Artenvielfalt im Weinberg kooperativ entwickeln

Die Weingüter am deutschen Oberrhein machen schon vieles gut, wenn es um den Schutz der biologischen Vielfalt geht, doch es gibt noch Luft nach oben. Zu diesem Ergebnis kommen die Feldbegehungen, die ECOVIN und der NABU Südbaden gemeinsam in Baden, in der Ortenau und in der Pfalz bis Ende April durchgeführt haben.
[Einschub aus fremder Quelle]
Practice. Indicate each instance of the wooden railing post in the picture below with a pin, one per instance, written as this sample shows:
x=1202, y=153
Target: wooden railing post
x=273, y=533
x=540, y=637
Die Erhebungen waren Teil des Interreg-Projekts VinBioDiv, in dem Organisationen aus Deutschland, Frankreich und der Schweiz bis Mitte 2023 die Artenvielfalt in den Weinbergen verbessern wollen.

20 Weingüter auf der deutschen Rheinseite, konventionell wie auch ökologisch wirtschaftende, nahmen die Biolog*innen vom NABU und ECOVIN Fachreferentin Katrin Filsinger wortwörtlich unter die Lupe. „Die Idee der Besuche war jedoch nicht nur Forschung, sondern vor allem der Dialog mit den Winzer*innen. Wo fördern sie bereits Vielfalt, was können sie noch besser machen und welche Hemmnisse gibt es bei der Umsetzung? Gemeinsam entwickeln wir so Strategien zur Förderung der Biodiversität“, sagt Katrin Filsinger.
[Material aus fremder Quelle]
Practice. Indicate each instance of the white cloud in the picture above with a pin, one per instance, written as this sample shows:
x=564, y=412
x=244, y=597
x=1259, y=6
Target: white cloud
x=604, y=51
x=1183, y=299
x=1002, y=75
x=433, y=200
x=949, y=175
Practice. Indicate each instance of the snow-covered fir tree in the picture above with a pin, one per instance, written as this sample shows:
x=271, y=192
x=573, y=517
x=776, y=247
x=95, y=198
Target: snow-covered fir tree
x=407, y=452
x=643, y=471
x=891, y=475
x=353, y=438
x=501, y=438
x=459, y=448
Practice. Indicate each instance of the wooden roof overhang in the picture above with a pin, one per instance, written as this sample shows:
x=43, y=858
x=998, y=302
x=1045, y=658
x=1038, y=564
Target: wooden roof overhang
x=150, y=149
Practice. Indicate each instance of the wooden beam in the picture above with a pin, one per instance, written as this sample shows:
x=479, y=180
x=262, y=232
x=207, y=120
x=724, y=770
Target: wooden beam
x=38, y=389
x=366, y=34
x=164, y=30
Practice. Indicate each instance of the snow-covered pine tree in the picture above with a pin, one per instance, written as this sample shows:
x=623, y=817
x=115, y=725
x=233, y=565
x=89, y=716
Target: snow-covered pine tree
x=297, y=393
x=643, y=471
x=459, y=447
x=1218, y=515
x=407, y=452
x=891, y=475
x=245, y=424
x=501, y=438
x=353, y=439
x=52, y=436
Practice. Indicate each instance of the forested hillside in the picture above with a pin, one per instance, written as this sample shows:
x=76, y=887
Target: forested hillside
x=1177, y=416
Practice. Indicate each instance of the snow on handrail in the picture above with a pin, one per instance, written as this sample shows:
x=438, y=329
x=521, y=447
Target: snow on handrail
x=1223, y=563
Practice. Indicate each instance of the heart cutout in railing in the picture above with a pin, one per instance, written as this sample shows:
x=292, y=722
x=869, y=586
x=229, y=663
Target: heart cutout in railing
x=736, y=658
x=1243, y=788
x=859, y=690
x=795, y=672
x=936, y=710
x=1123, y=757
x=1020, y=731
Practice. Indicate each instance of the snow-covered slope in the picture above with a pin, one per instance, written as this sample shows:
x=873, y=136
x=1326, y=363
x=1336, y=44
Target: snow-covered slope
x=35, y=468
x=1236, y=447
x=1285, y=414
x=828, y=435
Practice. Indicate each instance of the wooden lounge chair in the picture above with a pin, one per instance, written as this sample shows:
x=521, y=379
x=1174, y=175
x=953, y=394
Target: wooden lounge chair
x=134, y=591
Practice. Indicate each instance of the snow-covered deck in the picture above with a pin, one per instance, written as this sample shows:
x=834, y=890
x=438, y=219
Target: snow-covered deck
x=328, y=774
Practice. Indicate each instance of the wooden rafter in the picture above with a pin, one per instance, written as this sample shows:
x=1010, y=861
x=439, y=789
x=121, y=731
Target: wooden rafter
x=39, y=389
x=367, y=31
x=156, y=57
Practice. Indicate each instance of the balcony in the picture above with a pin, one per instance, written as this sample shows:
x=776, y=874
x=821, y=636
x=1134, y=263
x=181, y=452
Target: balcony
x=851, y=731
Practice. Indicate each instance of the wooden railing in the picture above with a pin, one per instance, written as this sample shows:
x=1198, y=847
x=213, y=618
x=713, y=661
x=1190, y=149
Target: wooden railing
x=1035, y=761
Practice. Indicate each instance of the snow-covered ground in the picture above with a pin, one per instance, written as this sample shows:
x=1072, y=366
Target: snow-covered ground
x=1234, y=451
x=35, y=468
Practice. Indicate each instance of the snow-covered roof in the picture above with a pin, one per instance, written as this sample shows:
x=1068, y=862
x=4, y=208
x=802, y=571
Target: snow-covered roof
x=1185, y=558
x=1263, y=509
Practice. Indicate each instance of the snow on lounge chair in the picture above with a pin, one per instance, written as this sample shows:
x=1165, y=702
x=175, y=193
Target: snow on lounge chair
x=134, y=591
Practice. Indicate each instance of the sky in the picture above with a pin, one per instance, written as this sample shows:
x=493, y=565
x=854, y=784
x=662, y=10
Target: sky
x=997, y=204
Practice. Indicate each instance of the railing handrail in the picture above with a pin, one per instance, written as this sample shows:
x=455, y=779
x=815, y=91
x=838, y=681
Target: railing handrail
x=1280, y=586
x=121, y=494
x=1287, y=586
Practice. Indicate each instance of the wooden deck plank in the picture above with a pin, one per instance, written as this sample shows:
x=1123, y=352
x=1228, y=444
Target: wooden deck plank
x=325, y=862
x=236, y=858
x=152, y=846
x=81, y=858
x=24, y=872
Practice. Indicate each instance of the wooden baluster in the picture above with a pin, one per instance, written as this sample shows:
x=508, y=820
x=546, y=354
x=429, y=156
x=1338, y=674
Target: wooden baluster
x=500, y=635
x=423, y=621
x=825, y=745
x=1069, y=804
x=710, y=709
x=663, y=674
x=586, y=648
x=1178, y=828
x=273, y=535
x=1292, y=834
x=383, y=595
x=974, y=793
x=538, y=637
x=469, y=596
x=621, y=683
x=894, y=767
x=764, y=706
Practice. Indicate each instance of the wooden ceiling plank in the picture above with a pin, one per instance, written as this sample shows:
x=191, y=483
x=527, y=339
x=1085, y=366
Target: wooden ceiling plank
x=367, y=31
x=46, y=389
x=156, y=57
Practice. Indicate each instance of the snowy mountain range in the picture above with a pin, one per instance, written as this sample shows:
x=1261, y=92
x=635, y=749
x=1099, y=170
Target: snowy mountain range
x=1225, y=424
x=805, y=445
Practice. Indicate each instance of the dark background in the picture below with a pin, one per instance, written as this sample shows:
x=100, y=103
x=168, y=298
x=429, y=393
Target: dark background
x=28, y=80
Die naturräumlichen und wirtschaftlichen Gegebenheiten der besuchten Regionen und Weingüter unterscheiden sich freilich. So ist die vielfältige Terrassenlandschaft des Kaiserstuhls prädestiniert für die Umsetzung von naturfördernden Maßnahmen bei der Böschungspflege und -bepflanzung. Auch die kleinen Parzellen der Ortenau ließen mehr Strukturelemente zu, die als Trittstein-Biotope fungieren könnten. In einigen besuchten Weingütern der Pfalz gibt es aufgrund der Flurbereinigung wenig Flächen, in denen sich Weinbau und Naturschutz einfach kombinieren lassen.

Deshalb hatten die Expert*innen von ECOVIN und NABU auch ein breites Sortiment an Empfehlungen dabei, mit denen die Betriebe angepasst an ihre Situation die Artenvielfalt fördern können: Nisthilfen für ganz unterschiedliche Vogelarten, Sitzwarten für Greifvögel, Baumpflanzungen auf Spitzzeilen, Anlage von Trockensteinmauern, Steinriegeln, Lesesteinhaufen, Totholzhaufen, die Bepflanzung der Anker mit Kräutern oder kleineren Sträuchern, an den Böschungen wertvolle Sträucher wie Weißdorn oder Kornelkirsche und vieles mehr.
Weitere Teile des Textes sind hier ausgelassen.